Date: 2011-09-30
Time: 15:30-16:30
Location: BURN 1205
Abstract:
Streaming data is ubiquitous in a wide range of areas from engineering and information technology, finance, and commerce, to atmospheric physics, and earth sciences. The online approximation of properties of data streams is of great interest, but this approximation process is hindered by the sheer size of the data and the speed at which it is generated. Data stream algorithms typically allow only one pass over the data, and maintain sub-linear representations of the data from which target properties can be inferred with high efficiency.
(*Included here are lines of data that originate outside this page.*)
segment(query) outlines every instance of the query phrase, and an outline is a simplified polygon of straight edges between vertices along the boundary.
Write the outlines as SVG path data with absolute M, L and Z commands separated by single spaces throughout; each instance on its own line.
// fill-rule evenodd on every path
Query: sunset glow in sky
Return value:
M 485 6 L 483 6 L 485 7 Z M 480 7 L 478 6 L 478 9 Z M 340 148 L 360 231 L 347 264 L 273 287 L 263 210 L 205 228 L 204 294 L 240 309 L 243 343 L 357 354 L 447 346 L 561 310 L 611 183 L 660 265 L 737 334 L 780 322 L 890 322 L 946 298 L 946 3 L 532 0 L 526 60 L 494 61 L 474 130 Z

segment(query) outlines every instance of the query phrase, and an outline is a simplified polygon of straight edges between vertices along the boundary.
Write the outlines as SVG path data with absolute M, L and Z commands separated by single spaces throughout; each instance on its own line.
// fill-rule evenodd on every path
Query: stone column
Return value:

In this talk we consider the online approximation of two important characterizations of data streams: cardinality and empirical Shannon entropy. We assume that the number of distinct elements observed in the stream is prohibitively large, so that the vector of cumulative quantities cannot be stored on main computer memory for fast and efficient access. We focus on two techniques that use pseudo-random variates to form low-dimensional data sketches (using hashing and random projections), and derive estimators of the cardinality and empirical entropy. We discuss various properties of our estimators such as relative asymptotic efficiency, recursive computability, and error and complexity bounds. Finally, we present results on simulated data and seismic measurements from a volcano.
Speaker
Ioana A. Cosma is a Postdoctoral Fellow in the Statistical Laboratoty at Cambridge University, England. She holds a Ph.D. in Statistics from the University of Oxford.
References:
Peter Clifford and Ioana A. Cosma (2011) “A statistical analysis of probabilistic counting algorithms” (to appear in the Scandinavian Journal of Statistics, preprint on arXiv:0801.3552).
Peter Clifford and Ioana A. Cosma (2009)“A simple sketching algorithm for entropy estimation” (in preparation, preprint on arXiv:0908.3961).